By TREVOR HOGG
Images courtesy of Netflix.
When Italian writer Carlo Collodi published the novel The Adventures of Pinocchio in 1883 about a wooden marionette who desires to become a real boy, the movie industry did not exist. The story has taken a life of its own on the big screen with the most famous being the 1940 Disney animated classic, but this did not deter filmmaker Guillermo del Toro (The Shape of Water) to put forth his own version of the fairy tale utilizing stop-motion animation, and partnering with co-director Mark Gustafson (The PJs) and Netflix. “The biggest challenge is that it took almost two decades to get this made,” del Toro notes. “It was a completely new approach to the material that made the pilgrimage through the world of financing and logistics difficult.”

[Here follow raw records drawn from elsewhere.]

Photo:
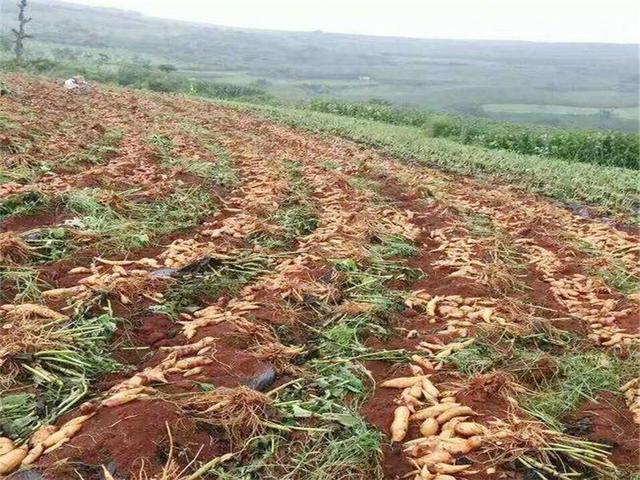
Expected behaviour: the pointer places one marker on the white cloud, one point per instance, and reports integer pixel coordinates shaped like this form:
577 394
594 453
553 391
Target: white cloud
539 20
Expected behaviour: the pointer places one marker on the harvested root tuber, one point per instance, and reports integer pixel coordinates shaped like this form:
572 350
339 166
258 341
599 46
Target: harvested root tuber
34 454
454 412
12 460
434 411
6 445
400 424
402 382
429 427
469 429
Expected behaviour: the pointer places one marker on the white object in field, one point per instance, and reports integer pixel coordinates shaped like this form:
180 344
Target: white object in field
71 84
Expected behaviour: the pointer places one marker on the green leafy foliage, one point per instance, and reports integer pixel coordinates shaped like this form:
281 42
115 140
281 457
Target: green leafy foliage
597 147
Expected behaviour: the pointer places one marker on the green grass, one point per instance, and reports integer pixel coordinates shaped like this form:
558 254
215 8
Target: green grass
221 171
613 190
620 279
138 224
598 147
96 153
223 276
61 376
23 204
26 282
560 372
580 377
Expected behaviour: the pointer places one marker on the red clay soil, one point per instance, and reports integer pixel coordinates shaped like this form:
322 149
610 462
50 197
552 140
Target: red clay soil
608 420
124 435
129 436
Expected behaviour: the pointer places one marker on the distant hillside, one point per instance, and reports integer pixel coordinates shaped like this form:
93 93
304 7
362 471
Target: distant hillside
575 85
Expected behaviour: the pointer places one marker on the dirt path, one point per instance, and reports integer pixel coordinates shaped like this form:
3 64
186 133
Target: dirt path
306 219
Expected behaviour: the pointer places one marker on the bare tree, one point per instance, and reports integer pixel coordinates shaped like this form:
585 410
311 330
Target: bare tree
20 34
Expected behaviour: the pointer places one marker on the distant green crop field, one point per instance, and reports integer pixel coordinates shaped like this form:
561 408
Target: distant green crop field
598 147
613 190
629 113
460 77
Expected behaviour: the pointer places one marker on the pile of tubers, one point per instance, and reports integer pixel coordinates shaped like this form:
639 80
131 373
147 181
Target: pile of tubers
44 440
445 427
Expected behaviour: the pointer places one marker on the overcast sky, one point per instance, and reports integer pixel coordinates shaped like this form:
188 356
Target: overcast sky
538 20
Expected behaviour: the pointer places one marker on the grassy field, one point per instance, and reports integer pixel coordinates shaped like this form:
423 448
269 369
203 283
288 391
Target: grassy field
604 148
441 75
194 290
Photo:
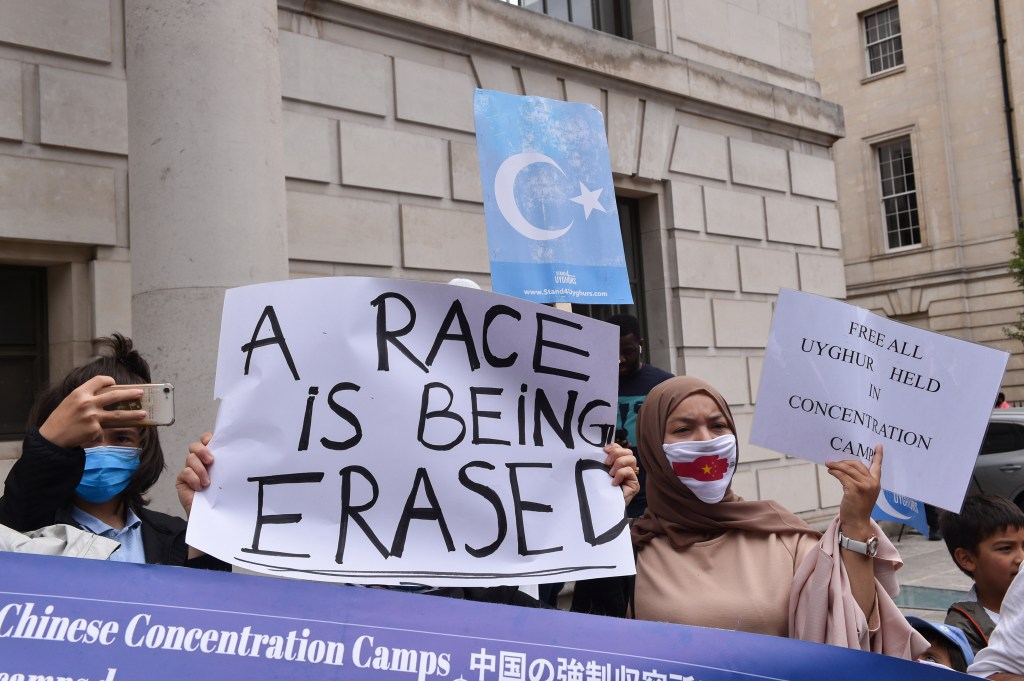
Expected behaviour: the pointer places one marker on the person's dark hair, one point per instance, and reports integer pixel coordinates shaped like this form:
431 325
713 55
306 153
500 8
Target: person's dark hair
982 516
126 367
627 325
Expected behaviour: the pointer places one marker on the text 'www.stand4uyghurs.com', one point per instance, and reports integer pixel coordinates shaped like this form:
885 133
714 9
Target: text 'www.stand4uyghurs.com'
565 292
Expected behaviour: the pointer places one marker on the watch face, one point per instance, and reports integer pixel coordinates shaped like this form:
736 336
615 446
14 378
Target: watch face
872 546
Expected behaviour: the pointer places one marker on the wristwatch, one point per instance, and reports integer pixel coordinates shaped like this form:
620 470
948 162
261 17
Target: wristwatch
867 548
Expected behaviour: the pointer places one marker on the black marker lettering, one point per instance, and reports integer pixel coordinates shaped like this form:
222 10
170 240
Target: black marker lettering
347 416
355 512
542 343
477 415
488 318
588 521
279 518
521 505
307 419
444 413
384 336
412 512
444 334
496 502
276 339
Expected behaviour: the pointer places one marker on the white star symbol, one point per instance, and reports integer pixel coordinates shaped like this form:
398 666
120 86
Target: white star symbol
589 200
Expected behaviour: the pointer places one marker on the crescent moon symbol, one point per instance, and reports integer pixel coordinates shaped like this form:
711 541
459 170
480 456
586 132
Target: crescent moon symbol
505 196
888 509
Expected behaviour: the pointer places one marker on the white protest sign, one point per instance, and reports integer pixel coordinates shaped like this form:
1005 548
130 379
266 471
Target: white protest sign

In Guillermo del Toro’s Pinocchio, the title character does not transform into flesh and blood. “That was clear to me from the start,” del Toro explains. “In a way, it’s about subverting and finding new meaning on the themes of Pinocchio. One is that disobedience is actually the beginning of thought and conscience, which goes against the idea that a good boy is a boy who obeys. The second one is the idea that you don’t have to transform yourself to be loved. You can be loved for exactly who you are.”
Character traits influenced the design of the puppets. “There are practical considerations because they do physically exist,”
Gustafson notes. “Some of those limitations can play to your advantage. Pinocchio is a perfect character to do in stop-motion because he is a puppet. There is something simpler about Pinocchio that makes the audience lean in and connect with him. His face isn’t all over the place. We wanted him to be made of wood, and that brings a power once you figure out this language.”